Handlung: Kanada, Ende des 19. Jahrhunderts. Das alternde Geschwisterpaar der Cuthberts möchte einen Jungen adoptieren, damit dieser ihnen bei der Farmarbeit helfen kann. Durch ein Missverständnis landet aber Waisin Anne Shirley bei ihnen, ein kluges und wortgewandtes, aber sehr affektives Mädchen mit roten Haaren und überschäumender Phantasie, das außerdem oft plappert wie ein Wasserfall und das bis dahin schon eine ganze Menge ertragen musste. Wird sie bei ihrer neuen Familie bleiben dürfen und sich in der dörflichen Gemeinschaft auf Prince Edward Island einleben können? Freunde und die Kindheit finden, die ihr bislang vergönnt geblieben ist? Diverse zwischenmenschliche Herausforderungen müssen gemeistert werden.
Die erste Staffel dieser kanadischen Produktion von CBC besteht aus acht Folgen (sieben wenn man den Doppelfolgen-Pilotfilm als eine Episode zählt), wird international von Netflix vertrieben und hat sehr gute Kritiken bekommen. Hauptsächlich geschrieben von Emmy-Gewinnerin Moira Walley-Beckett. Genörgel gibt es nur von ein paar wenigen Buch-Puristen und Nostalgie-Fanatikern, welche die eine oder andere frühere Version des Stoffes für perfekt und unantastbar halten, was natürlich totaler Bullshit ist. Anne with an E wagt viel mehr - kein Zuckerguss und Kitsch, stattdessen eine dramatischere, realistischere Darstellung des Lebens von vor ca. 140 Jahren, was insbesondere auch das Schicksal von Waisen mit einbezieht. Hier wird stärker auf die Hintergründe und die Gesellschaft eingegangen, auch heute nach wie vor relevante Fragen nach Identität, Ausgrenzung, Erziehung, Erwachsenwerden und Emanzipation gestellt und behandelt. Und das ist wie gesagt manchmal schonungslos und ehrlich.
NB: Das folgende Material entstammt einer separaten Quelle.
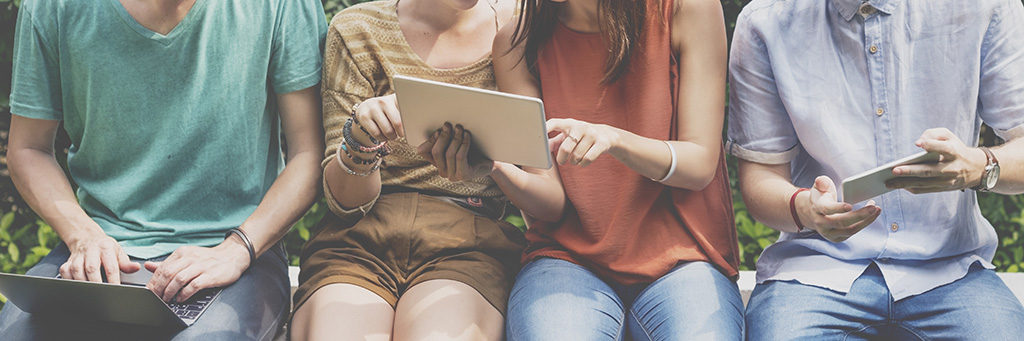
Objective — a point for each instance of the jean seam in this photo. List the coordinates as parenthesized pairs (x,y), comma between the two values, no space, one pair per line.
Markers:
(642,327)
(847,336)
(921,336)
(274,330)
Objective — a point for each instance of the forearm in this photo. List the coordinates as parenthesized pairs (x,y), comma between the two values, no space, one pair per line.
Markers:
(289,198)
(695,164)
(1011,157)
(766,194)
(44,186)
(535,192)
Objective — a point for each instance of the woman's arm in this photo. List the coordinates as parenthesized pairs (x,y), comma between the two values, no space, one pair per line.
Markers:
(698,42)
(344,86)
(538,193)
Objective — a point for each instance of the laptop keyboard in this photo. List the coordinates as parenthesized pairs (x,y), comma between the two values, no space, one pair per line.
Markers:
(192,308)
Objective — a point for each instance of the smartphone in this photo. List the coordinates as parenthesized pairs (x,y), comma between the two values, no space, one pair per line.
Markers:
(872,182)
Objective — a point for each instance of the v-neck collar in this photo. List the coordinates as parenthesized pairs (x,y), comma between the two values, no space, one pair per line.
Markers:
(187,22)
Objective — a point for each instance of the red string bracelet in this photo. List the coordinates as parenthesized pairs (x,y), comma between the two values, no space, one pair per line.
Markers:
(793,208)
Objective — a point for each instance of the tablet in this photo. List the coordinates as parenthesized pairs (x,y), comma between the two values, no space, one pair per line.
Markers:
(505,127)
(872,182)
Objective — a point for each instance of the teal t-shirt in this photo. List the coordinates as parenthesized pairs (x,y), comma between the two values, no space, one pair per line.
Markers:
(175,138)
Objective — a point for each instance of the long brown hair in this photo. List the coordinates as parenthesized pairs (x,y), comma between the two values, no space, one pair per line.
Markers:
(622,24)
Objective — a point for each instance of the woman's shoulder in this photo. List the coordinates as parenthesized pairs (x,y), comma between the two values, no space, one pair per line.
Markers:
(372,16)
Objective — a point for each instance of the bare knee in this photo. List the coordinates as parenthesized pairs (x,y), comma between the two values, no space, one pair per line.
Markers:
(444,309)
(343,311)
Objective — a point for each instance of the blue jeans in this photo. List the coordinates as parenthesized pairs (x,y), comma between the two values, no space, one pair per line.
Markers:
(554,299)
(252,308)
(976,307)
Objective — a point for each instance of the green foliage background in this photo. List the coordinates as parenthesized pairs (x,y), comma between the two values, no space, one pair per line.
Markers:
(25,239)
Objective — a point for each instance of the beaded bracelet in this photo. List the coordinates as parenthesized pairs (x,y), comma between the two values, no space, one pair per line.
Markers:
(349,170)
(346,132)
(357,160)
(245,240)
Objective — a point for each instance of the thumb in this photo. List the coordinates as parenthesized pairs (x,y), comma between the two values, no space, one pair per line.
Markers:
(555,142)
(823,184)
(126,264)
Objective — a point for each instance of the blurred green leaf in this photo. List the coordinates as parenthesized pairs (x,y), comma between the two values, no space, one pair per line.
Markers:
(14,253)
(6,220)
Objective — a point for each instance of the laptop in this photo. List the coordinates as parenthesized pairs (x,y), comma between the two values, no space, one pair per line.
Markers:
(505,127)
(130,302)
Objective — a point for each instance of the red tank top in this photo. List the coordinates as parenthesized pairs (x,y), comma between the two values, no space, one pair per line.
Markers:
(620,224)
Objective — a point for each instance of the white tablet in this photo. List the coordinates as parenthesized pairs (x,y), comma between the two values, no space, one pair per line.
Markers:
(505,127)
(872,182)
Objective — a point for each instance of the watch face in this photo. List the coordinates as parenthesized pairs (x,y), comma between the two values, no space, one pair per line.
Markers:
(993,176)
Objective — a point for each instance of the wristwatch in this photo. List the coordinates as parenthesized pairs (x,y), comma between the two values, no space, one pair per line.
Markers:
(991,173)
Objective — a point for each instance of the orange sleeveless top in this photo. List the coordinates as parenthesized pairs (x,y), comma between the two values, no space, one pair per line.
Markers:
(620,224)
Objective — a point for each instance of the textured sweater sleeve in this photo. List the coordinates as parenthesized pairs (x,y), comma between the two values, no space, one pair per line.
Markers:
(344,86)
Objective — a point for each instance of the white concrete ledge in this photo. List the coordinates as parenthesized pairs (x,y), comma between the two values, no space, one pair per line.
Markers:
(747,281)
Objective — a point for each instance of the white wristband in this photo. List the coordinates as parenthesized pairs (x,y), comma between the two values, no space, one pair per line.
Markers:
(672,168)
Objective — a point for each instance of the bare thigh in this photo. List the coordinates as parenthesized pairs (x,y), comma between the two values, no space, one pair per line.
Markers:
(343,311)
(445,309)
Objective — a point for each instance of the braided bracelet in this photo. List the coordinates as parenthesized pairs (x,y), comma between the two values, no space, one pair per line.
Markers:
(349,170)
(245,240)
(359,161)
(350,139)
(672,166)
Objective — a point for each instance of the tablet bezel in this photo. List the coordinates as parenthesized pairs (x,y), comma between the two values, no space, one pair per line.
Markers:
(871,183)
(505,127)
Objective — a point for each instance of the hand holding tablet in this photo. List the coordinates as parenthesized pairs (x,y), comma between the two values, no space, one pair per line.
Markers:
(505,127)
(872,182)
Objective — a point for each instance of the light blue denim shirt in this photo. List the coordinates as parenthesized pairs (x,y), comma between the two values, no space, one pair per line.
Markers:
(836,87)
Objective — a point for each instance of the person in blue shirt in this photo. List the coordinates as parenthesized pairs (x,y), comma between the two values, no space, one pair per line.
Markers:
(825,89)
(175,111)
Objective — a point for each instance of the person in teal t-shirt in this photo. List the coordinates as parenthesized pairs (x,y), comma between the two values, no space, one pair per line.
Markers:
(176,111)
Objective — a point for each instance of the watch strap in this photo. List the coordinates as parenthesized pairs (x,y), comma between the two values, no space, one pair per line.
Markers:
(990,163)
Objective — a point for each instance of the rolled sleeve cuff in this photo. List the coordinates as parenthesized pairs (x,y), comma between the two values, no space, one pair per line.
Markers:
(761,157)
(1011,133)
(346,215)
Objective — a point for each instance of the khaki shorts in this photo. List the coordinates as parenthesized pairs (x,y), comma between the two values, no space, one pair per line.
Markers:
(408,239)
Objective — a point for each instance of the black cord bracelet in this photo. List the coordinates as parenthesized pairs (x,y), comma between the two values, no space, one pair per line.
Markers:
(245,240)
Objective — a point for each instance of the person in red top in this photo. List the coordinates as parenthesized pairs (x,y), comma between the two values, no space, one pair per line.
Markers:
(639,239)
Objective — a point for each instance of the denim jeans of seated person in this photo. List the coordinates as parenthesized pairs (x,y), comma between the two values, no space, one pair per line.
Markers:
(979,306)
(252,308)
(554,299)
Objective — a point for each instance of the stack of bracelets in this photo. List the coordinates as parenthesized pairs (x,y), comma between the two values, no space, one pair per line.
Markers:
(349,142)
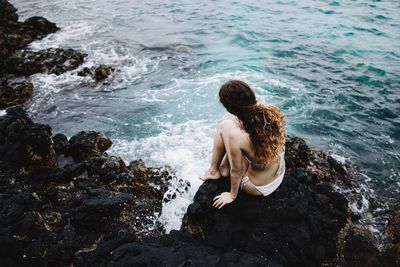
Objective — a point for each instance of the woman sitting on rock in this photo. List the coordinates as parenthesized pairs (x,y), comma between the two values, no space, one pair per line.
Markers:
(249,148)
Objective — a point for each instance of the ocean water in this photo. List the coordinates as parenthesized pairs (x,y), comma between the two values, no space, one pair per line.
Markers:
(332,67)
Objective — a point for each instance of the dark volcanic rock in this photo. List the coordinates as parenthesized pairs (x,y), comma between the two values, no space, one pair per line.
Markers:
(99,73)
(296,225)
(174,249)
(54,211)
(84,145)
(8,13)
(15,93)
(51,60)
(15,35)
(25,146)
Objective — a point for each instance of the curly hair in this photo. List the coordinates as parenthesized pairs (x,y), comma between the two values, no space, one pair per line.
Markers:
(265,124)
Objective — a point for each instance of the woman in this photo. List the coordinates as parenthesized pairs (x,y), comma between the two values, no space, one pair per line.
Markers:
(250,148)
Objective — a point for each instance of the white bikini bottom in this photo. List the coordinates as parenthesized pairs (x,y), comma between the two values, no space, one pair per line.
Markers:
(264,189)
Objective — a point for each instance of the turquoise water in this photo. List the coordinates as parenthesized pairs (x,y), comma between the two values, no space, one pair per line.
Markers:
(332,67)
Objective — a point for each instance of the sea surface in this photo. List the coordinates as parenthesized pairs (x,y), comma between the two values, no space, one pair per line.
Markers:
(333,67)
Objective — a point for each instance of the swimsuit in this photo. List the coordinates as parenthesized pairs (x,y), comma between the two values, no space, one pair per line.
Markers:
(267,189)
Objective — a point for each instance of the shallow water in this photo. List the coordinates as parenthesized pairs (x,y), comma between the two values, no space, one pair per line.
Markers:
(332,67)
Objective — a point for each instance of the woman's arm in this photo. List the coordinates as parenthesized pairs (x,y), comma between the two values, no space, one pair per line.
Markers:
(235,158)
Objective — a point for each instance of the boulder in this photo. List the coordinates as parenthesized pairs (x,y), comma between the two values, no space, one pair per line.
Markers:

Glaube nicht, dass sich irgendeine der anderen Adaptionen eine Folge über die erste Regelblutung getraut hat, um nur ein Beispiel zu nennen.
Manche Handlungselemente werden aus späteren Bänden der Buchreihe vorgezogen und leicht verändert. Der Kern der klassischen Erzählung bleibt erhalten, aber die Serie gibt dem Ganzen einen neuen Anstrich und Mix, durch den sie auch hervorragend für sich stehen kann. Nach so vielen Fassungen, die es von dieser Geschichte schon gegeben hat, nämlich drei Kinofilme, sechs Radioproduktionen, sechs Bühnenstücke und Musicals, dreizehn Fernsehfilme und sechs TV-Serien in einem Zeitraum von 1919 bis heute, ist es gerade richtig, dass die Verantwortlichen hier den Ansatz mal in eine stilistisch etwas andere Richtung lenken und auch ein paar neue eigene Ideen einfügen, ohne sich dabei jemals zu weit von der Vorlage zu entfernen.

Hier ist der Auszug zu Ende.